Hope to see you there.


----------



## Backwater Eddy (Jun 16, 2003)

"Bro" popped in tonight at Gander to do a early deal for Channel 6 news, he could have finished up quick and left..but he didn't. He started chatting with costumers and before you know it 4:00 was 7:00...ya..he loves what he does. To me that makes all the difference in a _"Pro"_. If they love what they do..it shows.

If you can, pop in on Saturday at Gander here in Fargo and catch up on the new ice scene with him. The new lines he has out are going to be killers on the ice.

Hope to see ya there!


----------



## Backwater Eddy (Jun 16, 2003)

Bro did an awesome job and many good folks got some great info they will surely benefit from this winter. 








I would like to thank "Bro" for coming in and sharing his knowledge and tips, he is certainly welcome anytime he is in the area.

He also will be back in the area doing a seminar for FM Walleyes Unlimited next month I believe, maybe sooner, next meeting I believe anyhow? I will share that once I get my info down pat on it.

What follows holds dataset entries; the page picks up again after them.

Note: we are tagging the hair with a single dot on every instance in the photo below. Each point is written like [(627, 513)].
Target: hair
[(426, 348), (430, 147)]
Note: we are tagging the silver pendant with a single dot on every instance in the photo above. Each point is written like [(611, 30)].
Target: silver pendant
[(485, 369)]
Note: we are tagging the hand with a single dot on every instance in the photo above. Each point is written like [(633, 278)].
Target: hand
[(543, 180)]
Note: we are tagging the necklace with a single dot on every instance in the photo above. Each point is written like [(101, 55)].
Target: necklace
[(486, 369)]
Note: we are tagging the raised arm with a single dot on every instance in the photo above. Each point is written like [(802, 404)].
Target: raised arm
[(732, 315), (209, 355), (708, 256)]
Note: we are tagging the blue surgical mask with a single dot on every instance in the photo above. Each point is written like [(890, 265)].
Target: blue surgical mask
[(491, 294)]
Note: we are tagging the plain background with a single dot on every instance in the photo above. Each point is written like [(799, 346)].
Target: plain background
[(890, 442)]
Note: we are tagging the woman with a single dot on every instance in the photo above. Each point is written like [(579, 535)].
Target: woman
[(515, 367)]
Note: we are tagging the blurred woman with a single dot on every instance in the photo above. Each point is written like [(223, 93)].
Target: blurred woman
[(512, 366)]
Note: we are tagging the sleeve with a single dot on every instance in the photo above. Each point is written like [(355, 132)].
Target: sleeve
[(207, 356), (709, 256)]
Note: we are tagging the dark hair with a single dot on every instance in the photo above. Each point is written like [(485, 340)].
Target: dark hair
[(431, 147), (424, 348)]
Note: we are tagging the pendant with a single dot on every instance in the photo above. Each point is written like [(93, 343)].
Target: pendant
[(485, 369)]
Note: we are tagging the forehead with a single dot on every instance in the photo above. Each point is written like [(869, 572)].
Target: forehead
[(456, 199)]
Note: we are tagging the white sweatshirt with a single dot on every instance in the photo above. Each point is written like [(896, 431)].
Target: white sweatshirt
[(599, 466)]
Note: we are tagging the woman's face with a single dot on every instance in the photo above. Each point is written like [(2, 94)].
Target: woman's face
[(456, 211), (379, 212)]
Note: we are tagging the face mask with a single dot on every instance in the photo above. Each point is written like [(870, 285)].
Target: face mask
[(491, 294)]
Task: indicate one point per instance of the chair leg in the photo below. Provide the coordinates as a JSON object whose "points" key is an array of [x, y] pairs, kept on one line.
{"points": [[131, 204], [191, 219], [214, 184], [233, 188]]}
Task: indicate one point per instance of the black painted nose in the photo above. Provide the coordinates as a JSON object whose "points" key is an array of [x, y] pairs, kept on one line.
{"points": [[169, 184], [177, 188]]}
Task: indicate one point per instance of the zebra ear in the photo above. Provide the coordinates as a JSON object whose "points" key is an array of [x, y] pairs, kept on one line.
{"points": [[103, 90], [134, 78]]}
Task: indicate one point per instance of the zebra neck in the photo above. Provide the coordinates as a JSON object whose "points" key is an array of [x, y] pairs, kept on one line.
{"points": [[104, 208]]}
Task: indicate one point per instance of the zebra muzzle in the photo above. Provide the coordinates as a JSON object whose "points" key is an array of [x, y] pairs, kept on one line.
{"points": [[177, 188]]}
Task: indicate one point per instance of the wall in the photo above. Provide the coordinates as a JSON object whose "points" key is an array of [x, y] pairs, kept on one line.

Great event, Thanks to all who attended, it was fun!

Ed


----------



## fox412 (Mar 18, 2005)

I have had the opportunity to fish with Bro a couple of times. Friend of a Friend deal. He and his wife are two of the nicest folks that you could ask for. He shared tips and tactics and never made me feel inferior. If you get the chance to fish with him GO.

He put us on fish big time as well

Good luck on the hard water this year


----------